Rudolphina: Russland ist mit einer Fläche von 17,2 Millionen Quadratkilometern das größte Land der Erde. Abschließend salopp gefragt: Warum kriegt Putin nicht genug?
Wolfgang Mueller:
Die Frage ist berechtigt. Die Vergrößerung des Territoriums erscheint mir aber nicht als realer Kriegsgrund. Plausibler sind andere Erklärungsmodelle. So ist Russland sehr dünn besiedelt und seine Bevölkerung schrumpft; Einwanderung aus außereuropäischen Staaten ist unerwünscht. Daher könnte Russland interessiert sein, auf diesem Weg seine Bevölkerung zu vergrößern. Ferner genannt werden sicherheitspolitische Argumente, etwa die Verhinderung eines NATO-Beitritts der Ukraine. Dazu muss man aber bedenken, dass Russland von der Ukraine und selbst von der NATO nicht bedroht wurde und ein ukrainischer Beitritt nicht auf der Agenda stand.

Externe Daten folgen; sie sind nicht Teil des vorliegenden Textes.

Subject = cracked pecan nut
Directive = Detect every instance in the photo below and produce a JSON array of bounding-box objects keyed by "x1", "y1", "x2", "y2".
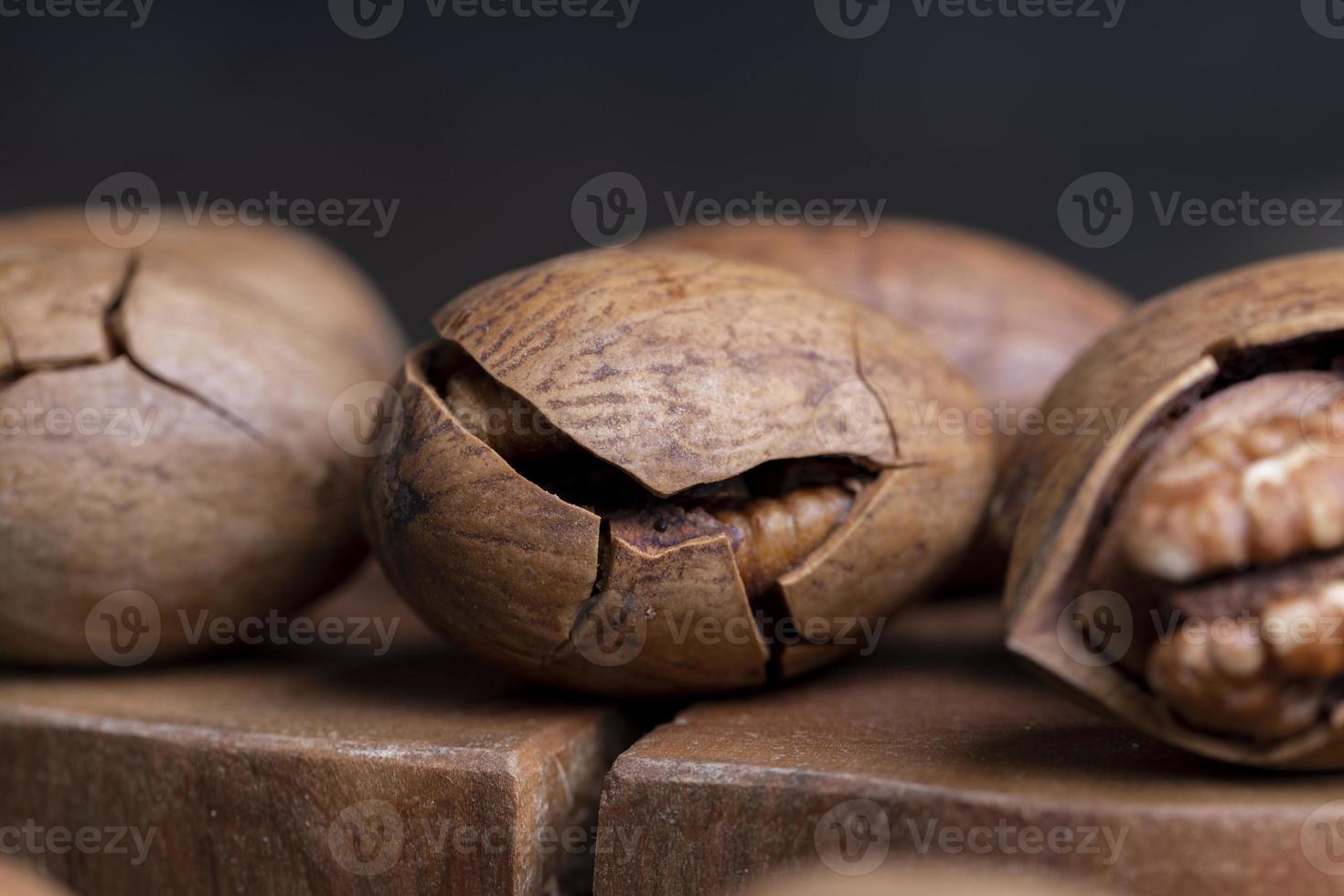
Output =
[
  {"x1": 640, "y1": 219, "x2": 1130, "y2": 589},
  {"x1": 1007, "y1": 252, "x2": 1344, "y2": 768},
  {"x1": 366, "y1": 250, "x2": 992, "y2": 695},
  {"x1": 0, "y1": 212, "x2": 402, "y2": 664}
]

Am plausibelsten erscheint mir daher das innenpolitische Erklärungsmodell: Die Ukraine hat sich in der Orangenen Revolution und im Euromaidan gegen autoritäre korrupte Machthaber und Wahlfälschung und für eine EU-Perspektive erhoben und seither in Richtung Demokratie und Westen entwickelt. Für Präsident Putin ist dies unerwünscht, er möchte seine Macht bewahren. Daher zielt die Aggression seit 2014 und insbesondere der Krieg ab 2022 darauf ab, die westlich-demokratische Entwicklung in der Ukraine zu zerstören, um der Bevölkerung in Russland zu signalisieren, dass dieser Weg für sie nicht möglich sei.